A START-UP company is aiming to create hundreds of jobs by developing a system to extend how far electric vehicles can travel, making them more commercially viable.
North East firm Inova Power Ltd has teamed up with the University of Sunderland to commercialise the breakthrough, which extracts hydrogen from water to power vehicles.
The lack of distance that electric vehicles can currently travel without having to be recharged is considered a major drawback to their widespread uptake but Inova is aiming to overcome the issue.
Managing director Mark Nailis said: “One of the biggest concerns is people won’t buy them. It’s the range. Some electric transit vans have a range of around 50 miles and then need to be recharged but our system will be able to go for a 150-mile round trip range.

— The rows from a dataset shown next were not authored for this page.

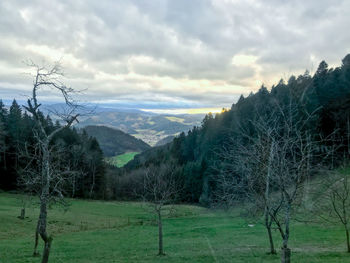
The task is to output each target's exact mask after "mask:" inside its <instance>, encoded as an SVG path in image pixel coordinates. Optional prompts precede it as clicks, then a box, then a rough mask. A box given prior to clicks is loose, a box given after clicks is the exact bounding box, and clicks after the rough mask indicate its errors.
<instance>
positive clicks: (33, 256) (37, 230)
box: [33, 220, 39, 257]
mask: <svg viewBox="0 0 350 263" xmlns="http://www.w3.org/2000/svg"><path fill="white" fill-rule="evenodd" d="M38 243H39V220H38V223H37V225H36V229H35V243H34V252H33V257H36V256H39V253H38Z"/></svg>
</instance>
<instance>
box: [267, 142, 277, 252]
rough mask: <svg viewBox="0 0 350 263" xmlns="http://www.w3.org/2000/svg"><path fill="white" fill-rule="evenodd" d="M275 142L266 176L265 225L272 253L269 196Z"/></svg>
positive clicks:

“We’re working with a consortium with the University of Sunderland and a range of companies involved with electric vehicles to put into the next generation of cars. We are working to extend the electric vehicle range over the next 12 months ready for the market.”
Although Nissan’s electric car, the Leaf, will be made in Sunderland from 2013, Inova has not signed a deal with the Japanese car giant.
“We are trying to work with a lot of car manufacturers,” said Nailis, a chartered engineer with more than 20 years’ experience in developing and commercialising new products across the automotive and defence sectors. The partnership with the University of Sunderland and a leading electric vehicle integrator aims to develop a prototype vehicle demonstrator.